Aptiv leaders Karl Iagnemma and Oscar Beijbom explain why neural networks must be 'caged' in safety systems for self-driving cars.

Karl Iagnemma & Oscar Beijbom — Karl Iagnemma is president of Aptiv Autonomous Mobility (founder of nuTonomy, acquired by Aptiv in 2017); Oscar Beijbom is Aptiv's machine learning lead. Both spoke at MIT's deep-learning-for-self-driving-cars course.
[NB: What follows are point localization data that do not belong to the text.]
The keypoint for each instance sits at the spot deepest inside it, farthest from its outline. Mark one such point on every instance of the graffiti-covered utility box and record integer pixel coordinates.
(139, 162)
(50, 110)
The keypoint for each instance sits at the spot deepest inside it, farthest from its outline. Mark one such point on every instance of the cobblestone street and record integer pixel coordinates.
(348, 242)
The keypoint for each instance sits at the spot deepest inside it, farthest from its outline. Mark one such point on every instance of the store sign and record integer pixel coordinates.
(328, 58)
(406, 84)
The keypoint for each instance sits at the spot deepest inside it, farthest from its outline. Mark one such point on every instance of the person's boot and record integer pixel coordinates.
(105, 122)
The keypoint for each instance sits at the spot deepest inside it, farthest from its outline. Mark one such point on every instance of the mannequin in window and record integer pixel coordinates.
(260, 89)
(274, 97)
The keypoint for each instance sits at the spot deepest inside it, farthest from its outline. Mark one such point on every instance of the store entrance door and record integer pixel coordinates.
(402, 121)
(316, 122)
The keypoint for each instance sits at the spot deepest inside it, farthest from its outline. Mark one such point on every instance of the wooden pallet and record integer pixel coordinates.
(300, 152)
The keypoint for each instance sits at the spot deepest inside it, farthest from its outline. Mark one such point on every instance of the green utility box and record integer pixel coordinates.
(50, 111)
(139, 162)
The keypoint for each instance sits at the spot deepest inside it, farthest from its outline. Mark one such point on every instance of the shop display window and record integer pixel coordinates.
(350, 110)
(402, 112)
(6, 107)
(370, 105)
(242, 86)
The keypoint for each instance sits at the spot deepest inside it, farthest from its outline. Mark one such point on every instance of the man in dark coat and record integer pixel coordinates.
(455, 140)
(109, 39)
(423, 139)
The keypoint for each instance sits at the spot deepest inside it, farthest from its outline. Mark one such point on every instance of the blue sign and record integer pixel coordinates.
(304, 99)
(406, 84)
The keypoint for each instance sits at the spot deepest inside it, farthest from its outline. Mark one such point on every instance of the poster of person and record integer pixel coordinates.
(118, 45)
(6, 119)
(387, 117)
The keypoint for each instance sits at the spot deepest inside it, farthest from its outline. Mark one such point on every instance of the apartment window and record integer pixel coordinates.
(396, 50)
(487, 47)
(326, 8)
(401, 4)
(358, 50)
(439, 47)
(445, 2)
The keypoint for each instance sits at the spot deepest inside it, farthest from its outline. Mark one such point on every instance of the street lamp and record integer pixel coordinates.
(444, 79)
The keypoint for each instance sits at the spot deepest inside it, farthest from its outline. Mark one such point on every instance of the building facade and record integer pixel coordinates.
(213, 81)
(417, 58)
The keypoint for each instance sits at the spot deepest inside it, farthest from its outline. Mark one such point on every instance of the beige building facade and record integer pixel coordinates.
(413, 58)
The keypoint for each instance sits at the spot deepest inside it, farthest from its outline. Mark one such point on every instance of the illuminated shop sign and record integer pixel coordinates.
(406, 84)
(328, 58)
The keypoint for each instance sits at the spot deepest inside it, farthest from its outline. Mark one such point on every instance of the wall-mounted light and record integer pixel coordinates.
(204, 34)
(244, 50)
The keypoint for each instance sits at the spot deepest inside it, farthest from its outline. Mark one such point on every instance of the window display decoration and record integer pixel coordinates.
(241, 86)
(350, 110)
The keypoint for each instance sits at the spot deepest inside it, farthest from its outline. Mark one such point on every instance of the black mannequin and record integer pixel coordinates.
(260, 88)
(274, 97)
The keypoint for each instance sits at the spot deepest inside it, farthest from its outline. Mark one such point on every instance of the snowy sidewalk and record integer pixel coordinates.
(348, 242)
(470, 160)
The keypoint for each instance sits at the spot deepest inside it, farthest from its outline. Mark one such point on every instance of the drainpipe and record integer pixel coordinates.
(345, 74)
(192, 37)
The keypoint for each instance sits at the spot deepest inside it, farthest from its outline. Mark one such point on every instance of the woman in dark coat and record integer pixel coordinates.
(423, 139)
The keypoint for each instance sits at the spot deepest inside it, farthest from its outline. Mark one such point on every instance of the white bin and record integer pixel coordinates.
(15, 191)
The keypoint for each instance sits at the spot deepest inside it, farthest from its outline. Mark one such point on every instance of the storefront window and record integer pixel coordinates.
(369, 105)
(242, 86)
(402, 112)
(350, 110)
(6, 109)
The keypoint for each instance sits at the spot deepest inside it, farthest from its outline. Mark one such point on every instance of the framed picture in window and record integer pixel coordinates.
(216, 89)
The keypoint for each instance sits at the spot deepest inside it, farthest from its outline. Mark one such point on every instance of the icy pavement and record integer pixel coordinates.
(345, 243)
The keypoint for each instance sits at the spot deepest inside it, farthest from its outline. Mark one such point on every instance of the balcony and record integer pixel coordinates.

In this MIT lecture, Karl Iagnemma traces the evolution of autonomous driving from the 2007 DARPA Urban Challenge through nuTonomy's Singapore robotaxi deployment to Aptiv's current operations giving paid Lyft rides in Las Vegas. He focuses on the central problem of safety and validation: why it is hard to trust neural networks in safety-critical systems, covering trust in data, implementation, and algorithms, plus rare events, regulation, and revalidation. He argues neural networks should be 'caged' inside broader safety architectures rather than used as end-to-end black boxes. Oscar Beijbom then presents the technical work: PointPillars, a fast point-cloud encoder for 3D lidar object detection, and nuScenes, a freely released annotated autonomous-driving dataset. A Q&A covers validation, 5G, cross-country deployment, and data augmentation.